There are several exemptions under the Income Tax Act that can help the NRIs to save a significant amount of taxes. You can reinvest the profit generated from sale of property for the purchase of another property to benefit from these exemptions. Here are the options that you can avail to save on taxes when selling property in India: 

  • Exemption under Section 54: NRIs can claim exemptions on long-term capital gain on the sale of a house property under Section 54. The exemption is applicable on self-occupied and let-out house property. To claim this exemption, you can invest the gains for the purchase of property either one year before the sale or 2 years after the sale of your property. You can also use the gains in the construction of a property that must be completed within 3 years from the date of sale.
  • Exemption under Section 54F: You have to purchase one house property within one year before the date of transfer or 2 years after the date of transfer to claim exemption under Section 54F. You can also construct one house property within 3 years after the date of the transfer of the capital asset. Note the new house property must be situated in India and should not be sold within 3 years of its purchase or construction. 
  • Capital Gains Bonds for Tax Exemption under Section 54 EC: You can save tax on your long-term capital gains by investing them in capital gains bonds issued by the National Highway Authority of India (NHAI) or Rural Electrification Corporation (REC). You can redeem them after 5 years and must sell them before the lapse of 5 years from the date of sale of the house property. Note: You are allowed a period of 6 months to invest in these bonds. However, to be able to claim exemption, you will have to invest before the income tax return filing date.

Also read: Long Term Capital Gain Tax on Sale of Property in India

Wrapping Up

Due to a complicated tax system and recurrent amendments, understanding tax laws can be confusing and NRIs may be subject to additional fees or miss claiming deductions and other benefits. At SBNRI, we understand this struggle. You can download SBNRI App to connect with our NRI Tax Experts to know more about new TDS/ TCS rules for NRIs. You will also get end-to-end assistance related to NRI tax filing. 

SBNRI will also help you get a lower TDS Certificate. You can also click on the button below to ask any questions. Also, visit our blog and YouTube channel for more details.


Can NRI transfer property in India?

  • Yes, NRIs can transfer one’s immovable property in India to a resident Indian.
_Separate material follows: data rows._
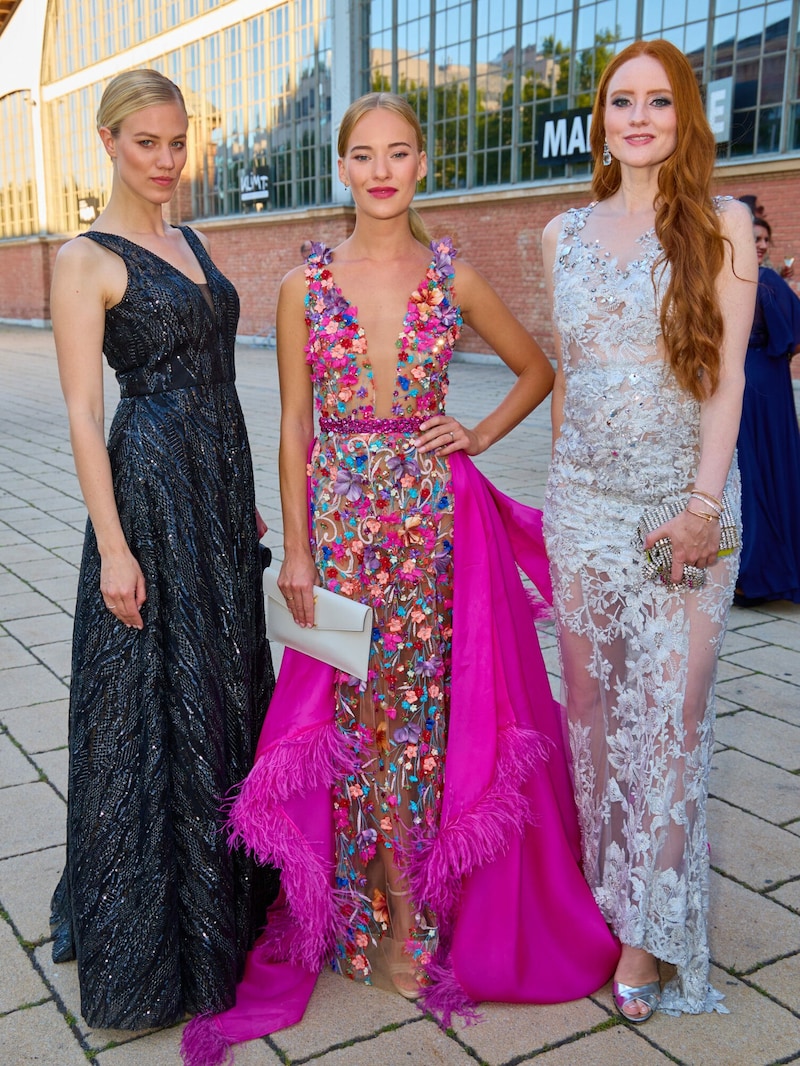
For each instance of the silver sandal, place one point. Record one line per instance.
(650, 995)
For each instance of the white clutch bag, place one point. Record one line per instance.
(341, 633)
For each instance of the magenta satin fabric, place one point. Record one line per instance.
(526, 927)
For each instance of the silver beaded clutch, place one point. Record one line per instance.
(657, 564)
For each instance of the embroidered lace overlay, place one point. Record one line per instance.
(382, 519)
(638, 660)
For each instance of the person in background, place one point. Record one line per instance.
(653, 290)
(769, 442)
(757, 211)
(171, 668)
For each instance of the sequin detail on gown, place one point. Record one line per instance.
(164, 722)
(638, 661)
(383, 527)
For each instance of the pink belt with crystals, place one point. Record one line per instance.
(353, 426)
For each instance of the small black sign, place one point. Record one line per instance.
(562, 136)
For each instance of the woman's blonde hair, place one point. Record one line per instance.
(131, 92)
(398, 106)
(687, 225)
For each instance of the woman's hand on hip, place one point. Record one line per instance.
(123, 587)
(445, 435)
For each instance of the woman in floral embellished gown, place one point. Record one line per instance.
(404, 810)
(653, 300)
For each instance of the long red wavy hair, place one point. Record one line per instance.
(687, 225)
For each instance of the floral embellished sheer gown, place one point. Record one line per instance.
(383, 515)
(638, 659)
(404, 810)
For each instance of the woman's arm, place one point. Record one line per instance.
(298, 574)
(549, 243)
(82, 287)
(491, 319)
(696, 540)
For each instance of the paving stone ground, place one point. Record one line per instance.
(754, 810)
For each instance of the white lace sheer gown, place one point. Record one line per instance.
(638, 660)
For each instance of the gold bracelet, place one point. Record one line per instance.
(702, 514)
(712, 499)
(706, 503)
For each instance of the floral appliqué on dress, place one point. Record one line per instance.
(382, 519)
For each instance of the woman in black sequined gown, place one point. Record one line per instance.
(171, 667)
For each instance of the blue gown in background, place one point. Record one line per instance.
(769, 450)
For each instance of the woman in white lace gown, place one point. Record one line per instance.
(653, 297)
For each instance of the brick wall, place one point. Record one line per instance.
(499, 236)
(25, 279)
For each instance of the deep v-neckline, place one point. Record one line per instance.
(195, 246)
(365, 362)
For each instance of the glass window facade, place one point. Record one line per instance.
(18, 211)
(496, 69)
(82, 32)
(258, 94)
(502, 89)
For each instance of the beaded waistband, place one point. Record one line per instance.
(353, 426)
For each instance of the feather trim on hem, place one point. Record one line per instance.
(437, 866)
(307, 932)
(445, 997)
(312, 759)
(204, 1045)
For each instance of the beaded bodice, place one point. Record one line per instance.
(629, 430)
(163, 336)
(337, 349)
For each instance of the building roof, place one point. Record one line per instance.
(6, 10)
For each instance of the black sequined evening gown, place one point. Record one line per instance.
(162, 723)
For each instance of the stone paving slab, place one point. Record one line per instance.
(24, 606)
(15, 769)
(748, 849)
(63, 980)
(161, 1049)
(20, 985)
(37, 629)
(751, 785)
(57, 657)
(763, 693)
(788, 895)
(54, 765)
(14, 653)
(27, 884)
(418, 1043)
(782, 663)
(754, 811)
(40, 728)
(509, 1032)
(746, 931)
(33, 818)
(614, 1047)
(25, 685)
(40, 1036)
(765, 738)
(782, 981)
(340, 1011)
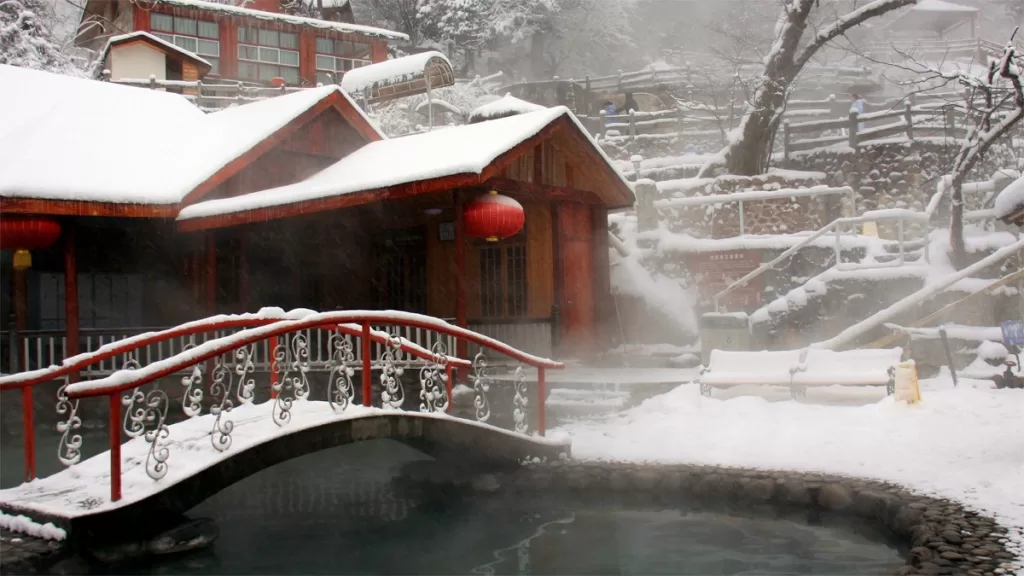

The NRI can transfer any immovable property (other than agricultural land or farmhouse) to a citizen of India residing abroad or a PIO cardholder resident outside India.

What is the TDS on NRI property?

  • TDS (Tax Deducted at Source) shall be deducted whenever any property is sold/ purchased. The buyer needs to deduct TDS and pay the balance to the seller. The amount to be deducted depends on the residential status of the seller. In the case of an NRI seller, the amount of TDS to be deducted will depend on the quantum of money received by the seller.

How can NRIs avoid paying TDS on property sale?

  • If an NRI is selling property in India, the buyer is required to deduct TDS at the rate of 20% in case of long-term capital gains. However, if the property is sold before two years, TDS shall be deducted at the rate of 30% as a short-term capital gains tax. 

What is the TDS rate on sale of property by NRI?

  • Long-term capital gains on the sale of property held for more than 2 years: 20% 
  • Short-term capital gains on the sale of property held for less than 2 years: As per the income tax slab rates of the seller

Do NRIs pay capital gains tax?

  • Yes, capital gains tax provisions for an NRI are similar to those for a resident individual except for the applicability of TDS provisions. Like resident investors, capital gains tax for an NRI depends on the holding period and the type of property sold.